Le lendemain, Trump a rencontré Pelosi et Schumer dans le bureau ovale pour tenter de résoudre la situation. Cependant, les demandes des deux représentants démocratiques et la fermeté de Trump sur la question du « mur » ne permettaient pas de mettre un terme au conflit. Dans les jours qui ont suivi, la possibilité pour le gouvernement fédéral de déclarer l’état d’urgence a été évoquée, condition qui permettrait au président de contourner le consentement du Congrès et d’ordonner au département de la Défense d’allouer des fonds pour la construction du « mur » à la frontière (7).

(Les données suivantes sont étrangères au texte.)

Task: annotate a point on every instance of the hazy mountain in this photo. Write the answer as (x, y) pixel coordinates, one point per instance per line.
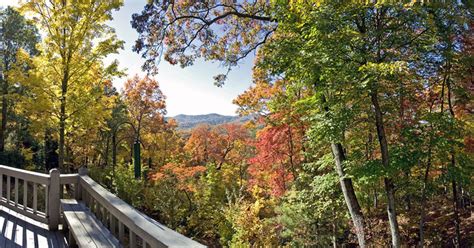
(190, 121)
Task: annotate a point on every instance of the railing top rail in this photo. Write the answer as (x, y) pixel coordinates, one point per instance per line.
(151, 231)
(31, 176)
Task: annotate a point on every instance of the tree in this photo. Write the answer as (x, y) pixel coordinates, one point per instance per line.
(16, 33)
(145, 102)
(77, 38)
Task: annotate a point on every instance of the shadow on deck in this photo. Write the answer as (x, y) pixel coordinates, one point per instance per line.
(19, 231)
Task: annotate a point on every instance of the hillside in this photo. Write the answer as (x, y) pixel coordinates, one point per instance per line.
(190, 121)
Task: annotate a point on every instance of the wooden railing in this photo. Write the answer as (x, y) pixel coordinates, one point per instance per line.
(127, 224)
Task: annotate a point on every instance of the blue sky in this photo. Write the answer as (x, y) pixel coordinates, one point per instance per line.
(188, 91)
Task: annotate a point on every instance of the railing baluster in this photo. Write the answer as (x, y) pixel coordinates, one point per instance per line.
(35, 197)
(16, 191)
(133, 239)
(25, 194)
(8, 189)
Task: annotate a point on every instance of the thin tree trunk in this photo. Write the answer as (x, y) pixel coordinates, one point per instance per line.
(389, 187)
(62, 120)
(456, 203)
(457, 224)
(114, 151)
(347, 188)
(423, 198)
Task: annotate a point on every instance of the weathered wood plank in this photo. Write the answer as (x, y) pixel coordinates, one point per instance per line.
(83, 222)
(30, 176)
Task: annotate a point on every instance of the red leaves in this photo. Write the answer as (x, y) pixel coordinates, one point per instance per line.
(278, 155)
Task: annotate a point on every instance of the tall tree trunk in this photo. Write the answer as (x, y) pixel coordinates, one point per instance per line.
(3, 129)
(114, 151)
(349, 194)
(62, 125)
(456, 202)
(389, 187)
(457, 224)
(347, 188)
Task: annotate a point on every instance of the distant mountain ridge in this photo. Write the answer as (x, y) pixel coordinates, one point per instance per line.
(191, 121)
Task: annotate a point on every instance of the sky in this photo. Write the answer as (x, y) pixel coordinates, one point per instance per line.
(188, 91)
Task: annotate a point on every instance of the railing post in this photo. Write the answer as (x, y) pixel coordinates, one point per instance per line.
(53, 200)
(78, 191)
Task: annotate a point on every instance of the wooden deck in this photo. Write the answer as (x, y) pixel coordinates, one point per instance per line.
(30, 213)
(20, 231)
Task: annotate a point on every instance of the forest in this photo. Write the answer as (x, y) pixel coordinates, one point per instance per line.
(360, 126)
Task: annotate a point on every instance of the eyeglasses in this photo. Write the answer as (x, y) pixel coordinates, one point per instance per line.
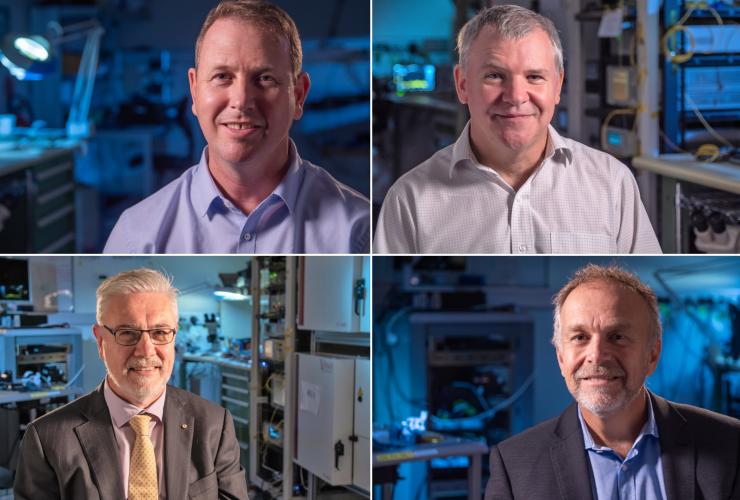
(130, 336)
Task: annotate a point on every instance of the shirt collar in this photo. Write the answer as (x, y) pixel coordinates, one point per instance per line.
(650, 428)
(205, 192)
(462, 150)
(122, 411)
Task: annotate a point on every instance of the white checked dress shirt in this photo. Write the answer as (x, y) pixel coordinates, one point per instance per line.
(578, 201)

L’hypothèse est assez controversée du point de vue juridique : selon de nombreux experts, le choix constituerait une violation des règles constitutionnelles, devenant également un dangereux précédent. Cependant, l’entourage du président a calmé le jeu, certaines sources proches de la Maison Blanche ayant déclaré que Trump était prêt à attendre sans envisager la possibilité d’activer l’état d’urgence (5).

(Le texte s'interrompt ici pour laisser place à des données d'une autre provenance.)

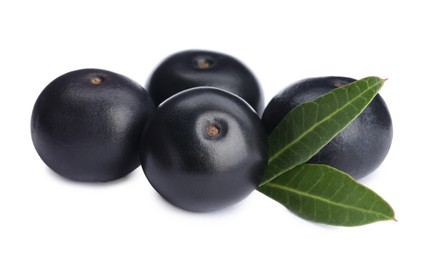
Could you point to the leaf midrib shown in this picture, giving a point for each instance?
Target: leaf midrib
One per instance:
(305, 194)
(272, 158)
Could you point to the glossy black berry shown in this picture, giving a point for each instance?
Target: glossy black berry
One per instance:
(360, 148)
(194, 68)
(86, 125)
(204, 149)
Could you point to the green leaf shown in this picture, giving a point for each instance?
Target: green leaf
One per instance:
(326, 195)
(311, 125)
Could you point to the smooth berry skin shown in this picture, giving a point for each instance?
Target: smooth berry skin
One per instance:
(86, 125)
(194, 68)
(357, 150)
(205, 149)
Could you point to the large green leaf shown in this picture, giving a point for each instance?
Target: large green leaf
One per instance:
(326, 195)
(311, 125)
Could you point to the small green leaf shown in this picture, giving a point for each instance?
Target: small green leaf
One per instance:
(311, 125)
(326, 195)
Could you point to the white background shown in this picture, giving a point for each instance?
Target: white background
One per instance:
(43, 216)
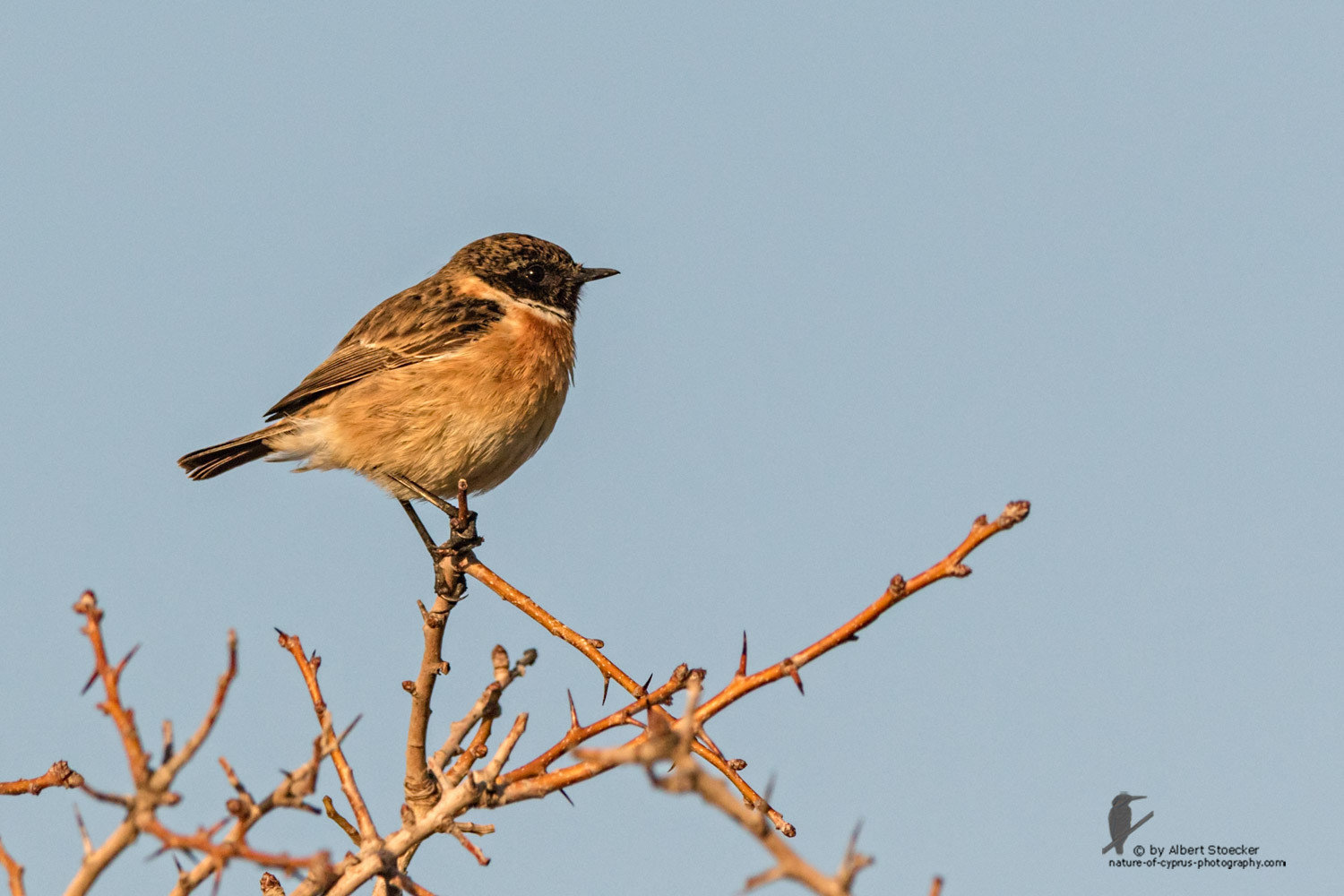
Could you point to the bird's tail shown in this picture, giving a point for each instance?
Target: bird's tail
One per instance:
(226, 455)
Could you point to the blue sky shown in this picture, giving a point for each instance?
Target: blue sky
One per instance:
(884, 268)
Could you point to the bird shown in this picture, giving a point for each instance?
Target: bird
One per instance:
(1118, 820)
(461, 376)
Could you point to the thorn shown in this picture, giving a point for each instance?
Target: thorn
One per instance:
(126, 659)
(83, 834)
(1012, 514)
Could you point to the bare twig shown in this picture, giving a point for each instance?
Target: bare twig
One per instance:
(308, 667)
(59, 775)
(949, 567)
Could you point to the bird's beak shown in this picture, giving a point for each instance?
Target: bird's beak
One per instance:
(596, 273)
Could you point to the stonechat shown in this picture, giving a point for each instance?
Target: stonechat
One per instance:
(457, 378)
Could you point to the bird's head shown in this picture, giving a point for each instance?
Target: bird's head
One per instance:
(530, 269)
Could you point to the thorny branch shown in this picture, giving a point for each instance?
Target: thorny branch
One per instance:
(59, 775)
(441, 788)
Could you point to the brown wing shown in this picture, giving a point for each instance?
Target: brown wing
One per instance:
(405, 330)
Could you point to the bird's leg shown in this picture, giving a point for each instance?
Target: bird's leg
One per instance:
(449, 555)
(421, 492)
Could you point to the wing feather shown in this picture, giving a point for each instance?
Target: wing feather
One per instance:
(405, 330)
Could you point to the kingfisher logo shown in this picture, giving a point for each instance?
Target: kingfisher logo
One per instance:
(1118, 820)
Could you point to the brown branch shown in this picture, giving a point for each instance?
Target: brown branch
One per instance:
(288, 793)
(951, 565)
(59, 775)
(152, 788)
(419, 785)
(690, 778)
(13, 871)
(580, 734)
(308, 667)
(590, 648)
(110, 676)
(174, 762)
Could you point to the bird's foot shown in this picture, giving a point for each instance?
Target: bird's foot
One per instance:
(456, 552)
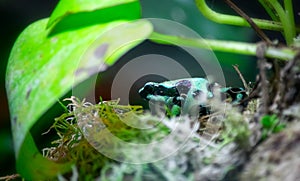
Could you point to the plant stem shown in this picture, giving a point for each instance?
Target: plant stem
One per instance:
(290, 24)
(236, 20)
(223, 46)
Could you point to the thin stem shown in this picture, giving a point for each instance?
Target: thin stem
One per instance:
(270, 10)
(223, 46)
(236, 20)
(259, 32)
(285, 21)
(291, 30)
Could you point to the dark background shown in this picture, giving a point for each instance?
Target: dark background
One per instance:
(15, 15)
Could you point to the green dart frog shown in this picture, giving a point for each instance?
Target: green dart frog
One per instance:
(189, 96)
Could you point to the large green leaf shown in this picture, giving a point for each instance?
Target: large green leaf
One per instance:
(41, 69)
(72, 14)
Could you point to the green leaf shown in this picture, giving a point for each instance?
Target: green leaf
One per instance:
(74, 14)
(266, 122)
(41, 69)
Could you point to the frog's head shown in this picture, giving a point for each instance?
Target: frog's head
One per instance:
(151, 89)
(148, 89)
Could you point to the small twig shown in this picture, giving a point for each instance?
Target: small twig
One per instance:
(10, 177)
(259, 32)
(260, 53)
(241, 77)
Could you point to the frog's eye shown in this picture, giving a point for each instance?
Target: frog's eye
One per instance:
(236, 94)
(148, 89)
(183, 86)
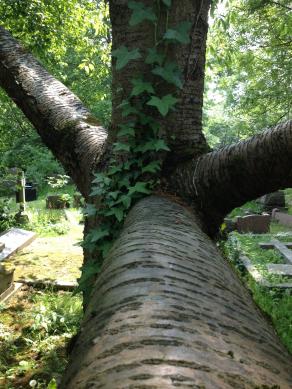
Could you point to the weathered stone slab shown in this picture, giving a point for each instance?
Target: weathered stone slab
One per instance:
(6, 279)
(55, 284)
(15, 240)
(10, 292)
(273, 200)
(283, 218)
(258, 224)
(283, 270)
(259, 278)
(281, 247)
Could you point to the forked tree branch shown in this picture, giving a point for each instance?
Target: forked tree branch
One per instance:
(222, 180)
(64, 124)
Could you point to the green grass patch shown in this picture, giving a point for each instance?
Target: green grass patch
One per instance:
(35, 329)
(276, 303)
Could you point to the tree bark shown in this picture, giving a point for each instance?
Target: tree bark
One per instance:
(185, 123)
(224, 179)
(167, 311)
(64, 124)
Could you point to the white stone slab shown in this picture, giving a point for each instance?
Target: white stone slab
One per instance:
(283, 270)
(14, 240)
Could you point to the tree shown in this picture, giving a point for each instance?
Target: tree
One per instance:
(166, 310)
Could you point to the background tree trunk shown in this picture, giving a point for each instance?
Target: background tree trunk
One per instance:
(168, 311)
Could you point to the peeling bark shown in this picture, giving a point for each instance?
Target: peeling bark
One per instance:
(63, 123)
(221, 180)
(168, 312)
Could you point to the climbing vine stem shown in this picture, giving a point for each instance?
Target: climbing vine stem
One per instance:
(133, 170)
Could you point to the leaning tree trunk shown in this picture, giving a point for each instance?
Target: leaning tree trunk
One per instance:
(168, 312)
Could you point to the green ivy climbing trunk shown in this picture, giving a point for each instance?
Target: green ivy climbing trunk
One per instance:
(168, 312)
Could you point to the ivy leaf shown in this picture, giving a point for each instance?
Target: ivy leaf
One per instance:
(119, 146)
(89, 210)
(154, 56)
(170, 73)
(141, 86)
(140, 13)
(163, 105)
(124, 56)
(167, 3)
(152, 167)
(139, 187)
(126, 130)
(117, 212)
(180, 34)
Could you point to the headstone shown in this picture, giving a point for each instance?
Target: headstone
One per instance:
(282, 218)
(257, 224)
(273, 200)
(14, 240)
(57, 202)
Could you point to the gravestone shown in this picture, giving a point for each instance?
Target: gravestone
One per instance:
(6, 279)
(57, 202)
(282, 218)
(273, 200)
(257, 224)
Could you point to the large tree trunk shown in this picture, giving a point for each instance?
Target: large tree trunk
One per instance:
(168, 312)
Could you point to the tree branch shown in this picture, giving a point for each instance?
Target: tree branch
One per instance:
(222, 180)
(167, 311)
(64, 124)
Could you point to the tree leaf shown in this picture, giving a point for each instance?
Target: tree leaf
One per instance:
(152, 167)
(124, 56)
(140, 13)
(179, 34)
(139, 187)
(141, 86)
(154, 56)
(167, 3)
(164, 104)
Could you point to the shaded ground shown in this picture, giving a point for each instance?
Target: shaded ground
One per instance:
(51, 258)
(35, 330)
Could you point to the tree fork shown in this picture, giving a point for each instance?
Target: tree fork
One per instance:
(167, 311)
(64, 124)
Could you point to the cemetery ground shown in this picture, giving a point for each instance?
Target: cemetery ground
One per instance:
(37, 323)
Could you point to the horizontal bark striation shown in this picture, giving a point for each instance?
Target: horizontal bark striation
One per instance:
(183, 127)
(169, 312)
(64, 124)
(227, 178)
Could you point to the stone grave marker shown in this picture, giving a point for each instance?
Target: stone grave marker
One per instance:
(272, 268)
(257, 224)
(273, 200)
(282, 218)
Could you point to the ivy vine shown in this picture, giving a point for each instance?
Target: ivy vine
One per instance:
(134, 167)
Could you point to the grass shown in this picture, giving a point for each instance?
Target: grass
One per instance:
(276, 303)
(45, 222)
(35, 329)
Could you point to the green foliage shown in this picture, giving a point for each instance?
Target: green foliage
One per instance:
(134, 167)
(34, 334)
(275, 303)
(7, 219)
(248, 61)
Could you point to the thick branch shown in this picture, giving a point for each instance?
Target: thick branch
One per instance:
(168, 312)
(64, 124)
(222, 180)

La situation reste toutefois tendue : mardi 15 janvier, Donald Trump avait organisé un déjeuner avec certains membres de l’opposition pour résoudre le différend, une invitation à laquelle aucun démocrate n’a répondu (2). Le discours habituel du président sur l’état de l’Union pourrait également être menacé : la Présidente de la chambre, Nancy Pelosi, a mis en exergue les risques pour la sécurité causés par le blocus, des agences telles que les services secrets et le département de la sécurité nationale étant sérieusement affectées et, partant, incapables de gérer efficacement un tel événement (6). Et comme si cela ne suffisait pas, la longue période de crise aggrave l’image de Trump aux yeux des Américains : de nombreux sondages montrent que la population américaine considère le président comme le principal responsable de cette crise institutionnelle (1).

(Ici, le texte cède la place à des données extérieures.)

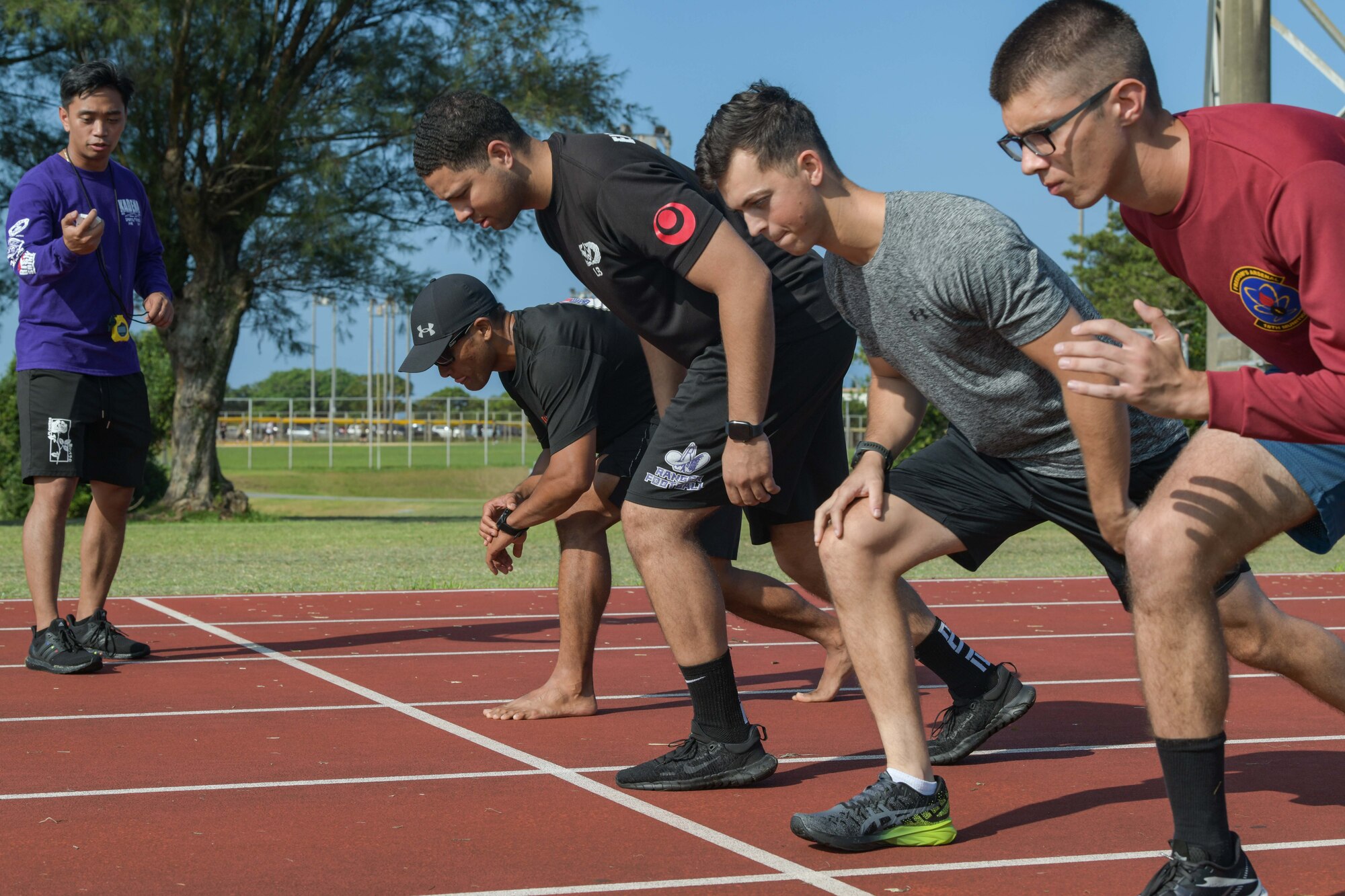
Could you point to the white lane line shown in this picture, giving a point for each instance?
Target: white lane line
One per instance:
(631, 887)
(260, 784)
(666, 694)
(644, 614)
(685, 825)
(601, 770)
(1028, 861)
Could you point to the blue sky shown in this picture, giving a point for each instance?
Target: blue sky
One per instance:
(899, 89)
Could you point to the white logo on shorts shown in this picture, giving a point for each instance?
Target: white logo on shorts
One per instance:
(685, 463)
(60, 444)
(688, 460)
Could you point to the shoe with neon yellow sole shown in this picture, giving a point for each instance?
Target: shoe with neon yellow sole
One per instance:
(886, 814)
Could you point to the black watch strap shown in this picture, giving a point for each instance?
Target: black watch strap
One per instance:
(875, 447)
(502, 524)
(743, 431)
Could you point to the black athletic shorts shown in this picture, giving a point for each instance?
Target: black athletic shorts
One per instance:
(984, 501)
(683, 466)
(93, 428)
(720, 533)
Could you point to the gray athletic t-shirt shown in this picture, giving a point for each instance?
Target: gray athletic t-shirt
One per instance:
(952, 294)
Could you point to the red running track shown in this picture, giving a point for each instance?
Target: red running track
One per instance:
(334, 743)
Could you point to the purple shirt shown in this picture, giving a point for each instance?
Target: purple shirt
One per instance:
(64, 300)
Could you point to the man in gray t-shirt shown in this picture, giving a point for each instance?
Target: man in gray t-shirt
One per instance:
(956, 306)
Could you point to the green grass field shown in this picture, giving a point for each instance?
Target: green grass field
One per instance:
(412, 542)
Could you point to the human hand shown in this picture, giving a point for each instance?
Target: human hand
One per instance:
(866, 481)
(83, 237)
(1151, 373)
(159, 310)
(747, 471)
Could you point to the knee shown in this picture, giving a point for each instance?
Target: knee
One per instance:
(580, 530)
(859, 541)
(54, 495)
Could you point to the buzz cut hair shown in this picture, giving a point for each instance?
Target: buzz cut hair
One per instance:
(457, 130)
(1086, 42)
(95, 76)
(766, 122)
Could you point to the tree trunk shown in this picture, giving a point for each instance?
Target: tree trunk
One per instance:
(202, 343)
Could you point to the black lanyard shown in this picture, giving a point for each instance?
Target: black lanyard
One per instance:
(119, 291)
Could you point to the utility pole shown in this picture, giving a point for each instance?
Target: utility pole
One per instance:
(1237, 71)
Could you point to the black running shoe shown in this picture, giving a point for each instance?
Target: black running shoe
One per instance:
(100, 637)
(970, 723)
(703, 763)
(54, 649)
(886, 814)
(1191, 872)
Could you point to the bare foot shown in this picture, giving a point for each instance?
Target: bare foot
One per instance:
(835, 671)
(547, 701)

Du point de vue économique, la situation n’est pas meilleure. Selon une analyse du New York Times (3), environ 800 000 travailleurs fédéraux ne reçoivent pas leur salaire. Selon les estimations des journaux, chaque travailleur a perdu en moyenne 5 000 dollars de salaire. À cela s’ajoute le fait que beaucoup de travailleurs n’ont pas assez d’économies pour rester sans salaire pendant plus d’un ou deux mois (4).

Perspectives :

  • La solution au shutdown ne semble pas être proche : les parties sont particulièrement distantes et aucune ne semble vouloir céder de terrain. Cependant, si le blocus devait se poursuivre au-delà du mois de janvier, la situation pourrait se transformer en cauchemar pour Trump, avec des dommages économiques croissants et une baisse de popularité.
  • Une solution pourrait être de séparer la question du « mur » de l’approbation du budget fédéral et de voter ultérieurement sur le projet relatif à la frontière. Cependant, Trump et les républicains ne semblent pas disposés à accepter une telle proposition, compte tenu de la majorité démocrate à la Chambre des représentants et, par conséquent, de la très grande difficulté de faire adopter par la suite une loi permettant le début de la construction du « mur ».
  • Parallèlement, la possibilité pour le gouvernement fédéral de déclarer l’état d’urgence est pour le moment tenue à distance, mais le président a déjà déclaré que l’option restait sur la table.

Sources :

  1. CLEMENT Scott, BALZ Dan, Americans blame Trump and GOP much more than Democrats for shutdown, Post-ABC poll finds, The Washington Post, 13 janvier 2019.
  2. JORDAN Fabian, WONG Scott, Democrats turn down White House invitation for shutdown talks, The Hill, 15 janvier 2019.
  3. PATEL Jugal K., A Typical Federal Worker Has Missed $5,000 in Pay From the Shutdown So Far, The New York Times, 16 janvier 2019.
  4. MOORE Lela, ‘One Paycheck, Maybe Two’ : Federal Workers Tell Us How Long They Can Live Without Wages, The New York Times, 10 janvier 2019.
  5. WAGNER John, WERNER Erica, PALETTA Damian, DAWSEY Josh, Trump backs off national emergency to build border wall as shutdown becomes longest ever, The Washington Post, 12 janvier 2019.
  6. WERNER Erica, COSTA Robert, WAGNER John, Pelosi asks Trump to postpone State of the Union address because of shutdown — or deliver it in writing, The Washington Post, 16 janvier 2019.
  7. WERNER Erica, DAWSEY Josh, DEBONIS Mike, KIM Seung Min, Trump administration lays groundwork to declare national emergency to build wall, The Washington Post, 10 janvier 2019.